Scientists have come up with a very video game-like way to take out orbiting space debris using ground-based lasers.

Amanda Kooser
Freelance writer Amanda C. Kooser covers gadgets and tech news with a twist for CNET. When not wallowing in weird gear and iPad apps for cats, she can be found tinkering with her 1956 DeSoto.
Amanda Kooser
2 min read

space debris
This NASA image is an illustration of space debris. NASA

It's a junkyard out there. Reserchers estimate that at least several hundred thousand pieces of space debris are stuck out in orbit around the planet, creating hazards for satellites and spacecraft alike. These pieces include everything from stray bolts to entire derelict satellites. If only we could blast them with lasers and take care of the problem. Oh wait, maybe we can.

The Australian government announced a $20 million Cooperative Research Centre that will investigate using lasers to locate, track, and remove space debris. The group will bring together partners from governments, academia, and aerospace industries. A total estimated investment of around $90 million is needed to bring the project to fruition.
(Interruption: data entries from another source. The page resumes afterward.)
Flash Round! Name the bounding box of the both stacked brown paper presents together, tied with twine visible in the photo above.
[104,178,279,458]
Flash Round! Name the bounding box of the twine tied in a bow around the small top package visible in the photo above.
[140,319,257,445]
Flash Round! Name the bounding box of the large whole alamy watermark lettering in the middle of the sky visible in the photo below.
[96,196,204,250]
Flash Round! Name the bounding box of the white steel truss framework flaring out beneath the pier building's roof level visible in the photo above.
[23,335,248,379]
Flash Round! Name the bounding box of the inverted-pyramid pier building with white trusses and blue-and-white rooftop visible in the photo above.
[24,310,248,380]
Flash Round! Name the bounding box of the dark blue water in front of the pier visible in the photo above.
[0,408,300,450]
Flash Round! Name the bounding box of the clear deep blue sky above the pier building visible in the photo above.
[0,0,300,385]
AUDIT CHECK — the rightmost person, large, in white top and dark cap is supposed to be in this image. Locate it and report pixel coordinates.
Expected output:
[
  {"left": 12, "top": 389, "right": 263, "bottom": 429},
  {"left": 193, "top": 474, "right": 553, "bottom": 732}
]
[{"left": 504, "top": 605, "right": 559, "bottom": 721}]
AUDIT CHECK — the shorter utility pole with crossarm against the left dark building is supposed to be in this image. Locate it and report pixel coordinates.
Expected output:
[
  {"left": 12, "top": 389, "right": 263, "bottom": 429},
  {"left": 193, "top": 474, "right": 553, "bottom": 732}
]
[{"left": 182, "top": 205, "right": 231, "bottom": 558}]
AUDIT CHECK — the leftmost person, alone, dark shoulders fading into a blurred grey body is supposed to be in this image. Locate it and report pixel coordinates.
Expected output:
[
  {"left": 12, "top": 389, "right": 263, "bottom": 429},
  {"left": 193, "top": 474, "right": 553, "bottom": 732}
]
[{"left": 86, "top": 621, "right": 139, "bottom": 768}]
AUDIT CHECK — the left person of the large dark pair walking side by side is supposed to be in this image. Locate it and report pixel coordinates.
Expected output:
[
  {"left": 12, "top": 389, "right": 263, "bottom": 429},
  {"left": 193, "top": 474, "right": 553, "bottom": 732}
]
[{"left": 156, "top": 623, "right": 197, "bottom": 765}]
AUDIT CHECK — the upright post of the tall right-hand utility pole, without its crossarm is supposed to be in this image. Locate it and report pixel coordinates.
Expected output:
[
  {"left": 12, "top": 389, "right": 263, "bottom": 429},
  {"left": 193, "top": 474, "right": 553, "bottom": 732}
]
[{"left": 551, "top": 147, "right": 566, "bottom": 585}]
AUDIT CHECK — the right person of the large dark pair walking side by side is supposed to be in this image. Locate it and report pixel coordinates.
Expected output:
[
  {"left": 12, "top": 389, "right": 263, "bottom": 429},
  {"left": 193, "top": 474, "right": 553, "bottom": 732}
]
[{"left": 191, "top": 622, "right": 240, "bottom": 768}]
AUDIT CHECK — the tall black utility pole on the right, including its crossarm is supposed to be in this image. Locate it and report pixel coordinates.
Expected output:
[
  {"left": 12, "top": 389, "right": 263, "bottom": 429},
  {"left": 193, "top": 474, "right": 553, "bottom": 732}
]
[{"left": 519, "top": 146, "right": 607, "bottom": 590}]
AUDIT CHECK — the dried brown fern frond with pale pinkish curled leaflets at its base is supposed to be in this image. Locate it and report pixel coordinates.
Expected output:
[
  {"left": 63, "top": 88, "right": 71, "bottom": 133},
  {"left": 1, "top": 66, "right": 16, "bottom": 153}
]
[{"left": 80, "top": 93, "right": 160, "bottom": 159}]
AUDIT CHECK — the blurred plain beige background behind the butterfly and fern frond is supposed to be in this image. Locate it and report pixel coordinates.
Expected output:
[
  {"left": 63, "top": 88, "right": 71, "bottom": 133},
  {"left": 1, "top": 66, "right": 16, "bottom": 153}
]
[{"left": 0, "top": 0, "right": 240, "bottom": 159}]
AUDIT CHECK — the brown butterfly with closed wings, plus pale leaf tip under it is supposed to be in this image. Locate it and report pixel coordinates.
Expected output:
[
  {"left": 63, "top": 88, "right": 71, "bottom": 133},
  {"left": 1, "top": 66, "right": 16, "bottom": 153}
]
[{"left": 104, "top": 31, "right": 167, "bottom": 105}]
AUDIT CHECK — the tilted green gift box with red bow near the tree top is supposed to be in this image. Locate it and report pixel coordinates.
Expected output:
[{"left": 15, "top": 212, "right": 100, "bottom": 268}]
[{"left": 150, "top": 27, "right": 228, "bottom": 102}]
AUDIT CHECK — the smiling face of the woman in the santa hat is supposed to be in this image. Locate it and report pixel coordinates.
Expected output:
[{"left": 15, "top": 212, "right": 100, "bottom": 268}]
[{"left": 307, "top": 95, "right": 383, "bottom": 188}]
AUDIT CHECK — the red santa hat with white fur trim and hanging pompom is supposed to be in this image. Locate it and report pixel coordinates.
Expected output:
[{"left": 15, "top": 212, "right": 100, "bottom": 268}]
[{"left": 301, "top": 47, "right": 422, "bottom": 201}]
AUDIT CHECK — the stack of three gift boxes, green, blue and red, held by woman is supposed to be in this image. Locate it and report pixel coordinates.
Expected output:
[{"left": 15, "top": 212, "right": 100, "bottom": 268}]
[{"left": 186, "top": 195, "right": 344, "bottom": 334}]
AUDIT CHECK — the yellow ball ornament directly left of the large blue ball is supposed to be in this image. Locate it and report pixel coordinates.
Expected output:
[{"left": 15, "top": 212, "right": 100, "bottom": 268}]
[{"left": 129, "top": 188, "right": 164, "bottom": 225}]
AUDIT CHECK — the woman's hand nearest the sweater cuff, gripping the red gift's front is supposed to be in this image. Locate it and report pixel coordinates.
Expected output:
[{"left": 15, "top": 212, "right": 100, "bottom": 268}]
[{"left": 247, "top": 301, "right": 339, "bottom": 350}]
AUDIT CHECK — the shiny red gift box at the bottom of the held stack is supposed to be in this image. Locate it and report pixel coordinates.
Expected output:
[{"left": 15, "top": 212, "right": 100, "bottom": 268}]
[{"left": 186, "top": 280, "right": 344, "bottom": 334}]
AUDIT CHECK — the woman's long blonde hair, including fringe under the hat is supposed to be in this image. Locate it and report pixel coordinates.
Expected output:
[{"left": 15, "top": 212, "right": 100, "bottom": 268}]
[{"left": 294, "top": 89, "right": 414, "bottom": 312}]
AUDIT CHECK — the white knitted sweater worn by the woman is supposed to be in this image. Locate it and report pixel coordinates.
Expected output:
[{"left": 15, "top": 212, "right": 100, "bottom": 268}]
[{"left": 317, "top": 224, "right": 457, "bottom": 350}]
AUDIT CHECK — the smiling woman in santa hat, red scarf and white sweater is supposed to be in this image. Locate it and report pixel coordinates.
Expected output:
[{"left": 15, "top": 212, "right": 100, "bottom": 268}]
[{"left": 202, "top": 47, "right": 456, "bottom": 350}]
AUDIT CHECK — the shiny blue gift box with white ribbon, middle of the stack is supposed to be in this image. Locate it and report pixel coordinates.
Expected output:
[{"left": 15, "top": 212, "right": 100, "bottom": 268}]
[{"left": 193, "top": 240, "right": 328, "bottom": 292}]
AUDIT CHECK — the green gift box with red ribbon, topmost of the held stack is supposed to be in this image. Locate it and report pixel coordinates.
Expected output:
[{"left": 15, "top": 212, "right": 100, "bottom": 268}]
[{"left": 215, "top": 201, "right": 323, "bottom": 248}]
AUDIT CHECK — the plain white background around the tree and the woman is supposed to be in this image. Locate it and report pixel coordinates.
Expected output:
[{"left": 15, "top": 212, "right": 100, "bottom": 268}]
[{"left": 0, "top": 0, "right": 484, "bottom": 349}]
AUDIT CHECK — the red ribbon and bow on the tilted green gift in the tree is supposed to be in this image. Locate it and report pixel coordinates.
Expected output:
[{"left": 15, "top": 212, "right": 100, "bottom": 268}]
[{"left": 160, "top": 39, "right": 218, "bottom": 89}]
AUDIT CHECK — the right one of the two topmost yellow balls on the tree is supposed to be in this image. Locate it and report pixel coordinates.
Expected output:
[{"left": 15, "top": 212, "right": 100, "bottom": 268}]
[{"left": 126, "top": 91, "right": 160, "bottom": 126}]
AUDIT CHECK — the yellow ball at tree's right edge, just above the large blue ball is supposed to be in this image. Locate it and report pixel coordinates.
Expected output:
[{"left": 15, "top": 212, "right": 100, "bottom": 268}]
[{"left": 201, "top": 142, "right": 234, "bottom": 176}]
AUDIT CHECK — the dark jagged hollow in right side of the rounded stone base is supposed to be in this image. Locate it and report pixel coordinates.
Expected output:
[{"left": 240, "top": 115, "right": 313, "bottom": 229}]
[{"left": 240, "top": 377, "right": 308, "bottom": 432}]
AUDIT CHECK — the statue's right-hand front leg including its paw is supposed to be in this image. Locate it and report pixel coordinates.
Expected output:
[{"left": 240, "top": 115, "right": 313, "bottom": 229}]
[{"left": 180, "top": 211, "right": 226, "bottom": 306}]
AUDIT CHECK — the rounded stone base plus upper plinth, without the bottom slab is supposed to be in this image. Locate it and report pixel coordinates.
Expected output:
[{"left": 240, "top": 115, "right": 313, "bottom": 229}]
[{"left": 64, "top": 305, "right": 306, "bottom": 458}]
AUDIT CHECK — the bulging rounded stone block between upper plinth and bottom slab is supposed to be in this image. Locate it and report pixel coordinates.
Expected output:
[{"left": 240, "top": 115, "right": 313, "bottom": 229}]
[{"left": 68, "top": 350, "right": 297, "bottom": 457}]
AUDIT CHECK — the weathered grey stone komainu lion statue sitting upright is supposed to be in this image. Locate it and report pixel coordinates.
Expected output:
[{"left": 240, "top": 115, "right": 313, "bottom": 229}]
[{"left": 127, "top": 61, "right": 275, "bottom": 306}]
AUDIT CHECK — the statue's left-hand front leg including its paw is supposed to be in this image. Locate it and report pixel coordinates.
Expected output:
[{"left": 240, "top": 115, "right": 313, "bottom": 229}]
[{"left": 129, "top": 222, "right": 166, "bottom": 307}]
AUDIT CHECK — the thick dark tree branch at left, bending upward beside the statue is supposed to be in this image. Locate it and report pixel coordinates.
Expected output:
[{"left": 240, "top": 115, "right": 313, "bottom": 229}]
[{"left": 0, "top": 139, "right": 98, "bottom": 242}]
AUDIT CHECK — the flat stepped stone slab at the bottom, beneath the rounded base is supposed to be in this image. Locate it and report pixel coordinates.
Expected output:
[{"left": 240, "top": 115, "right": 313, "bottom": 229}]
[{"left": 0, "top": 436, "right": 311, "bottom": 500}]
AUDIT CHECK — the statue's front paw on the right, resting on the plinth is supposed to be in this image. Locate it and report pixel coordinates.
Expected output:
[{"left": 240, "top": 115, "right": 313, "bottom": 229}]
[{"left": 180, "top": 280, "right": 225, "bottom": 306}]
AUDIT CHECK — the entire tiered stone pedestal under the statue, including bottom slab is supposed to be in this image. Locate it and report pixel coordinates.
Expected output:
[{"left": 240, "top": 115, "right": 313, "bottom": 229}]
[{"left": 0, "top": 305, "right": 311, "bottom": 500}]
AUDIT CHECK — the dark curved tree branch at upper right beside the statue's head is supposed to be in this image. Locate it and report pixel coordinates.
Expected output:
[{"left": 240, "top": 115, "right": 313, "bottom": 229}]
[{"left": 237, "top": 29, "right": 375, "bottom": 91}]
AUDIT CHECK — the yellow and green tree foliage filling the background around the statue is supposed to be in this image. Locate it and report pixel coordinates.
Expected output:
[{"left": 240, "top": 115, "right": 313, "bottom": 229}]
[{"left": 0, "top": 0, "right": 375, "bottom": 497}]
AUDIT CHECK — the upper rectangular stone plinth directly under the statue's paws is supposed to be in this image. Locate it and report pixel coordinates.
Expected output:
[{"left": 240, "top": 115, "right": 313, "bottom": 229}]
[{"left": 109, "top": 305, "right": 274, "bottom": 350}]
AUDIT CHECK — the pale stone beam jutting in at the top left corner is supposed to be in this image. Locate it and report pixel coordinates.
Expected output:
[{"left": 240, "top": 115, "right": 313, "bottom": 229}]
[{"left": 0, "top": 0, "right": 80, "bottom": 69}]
NASA's Ames Research Center and Lockheed Martin are already on board.

"Everywhere humans have been in space, we leave some trash behind," says Matthew Colless, director of the Australian National University Research School of Astronomy and Astrophysics at Mount Stromlo. "We now want to clean up space to avoid the growing risks of collisions and to make sure we don't have the kind of event portrayed in 'Gravity.'"

The idea of employing lasers in the battle against space junk has been around for awhile, but the latest thinking advances the concept. Scientists have already floated the idea of nudging junk out of the way of satellites using lasers. The Australian team would like to eventually use lasers to slow the orbit of objects until they fall into the atmosphere and burn up. The tracking component of the project would come first, however, in an attempt to prevent collisions that only create more pieces of junk.

If the laser plan comes to fruition, manning the lasers could become one of the most sought after tech jobs in history. Perhaps the laser operators would be recruited from among expert video game players. It may be as close to a real-life Asteroids as anyone could hope for.